I’ve been thinking, that the 15-20 minutes of shaking after every vasovagal syncope event are not psychogenic.  There’s a problem with the mind-body separation hypothesis, and it infects the diagnostic criteria for movement disorders.  The mainstream medical establishment wants to know if a non-epileptic seizure is psychogenic or physiologic.  I don’t see the distinction because the mind and body are not separate, but inextricably interactive at all times.

There is no shame in being anxious.  People are afraid of all sorts of things, because we’re human, and because not a single one of us has escaped trauma in our past.  Fear is a gift, when not overwhelming.  When I say I’m not anxious of needles or blood, it doesn’t mean I’m fearless.  Sure, I’ve got white coat syndrome, but that’s not what makes me shake.  It doesn’t help though, and biochemically speaking is something that makes it worse.

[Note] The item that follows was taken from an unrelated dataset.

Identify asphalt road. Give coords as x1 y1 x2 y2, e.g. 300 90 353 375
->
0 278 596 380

I’m going to speculate that the reason my shaking episodes look like parkinsons, and act like parkinsons, with akathisia, and a little dystonia thrown in for good measure, is because of 15-20 minutes of relative dopamine deficiency after an acetylcholine spike.  I’m going to speculate further that some dysautonomia tremors can be fixed with Benadryl, and some can be fixed with beta-blockers.  The medical forum comment cloud of people have already figured out that beta-blockers help sometimes, but I’ve never heard anybody describe a dysautonomia tremor as extrapyramidal, and I’ve never heard anybody try Benadryl, except maybe the mast cell activation syndrome people.

I’m not really interested in hearing that it is a “hysterical psychogenic pseudo-seizure.”  Words matter.  If you called it a transient relative dopamine deficiency instead?  Or a transient extrapyramidal response to neurocardiogenic syncope?  That is a lot better, because I’m not phobic, I’m not faking it, and it has a biochemical basis, which means it is potentially treatable, and even preventable.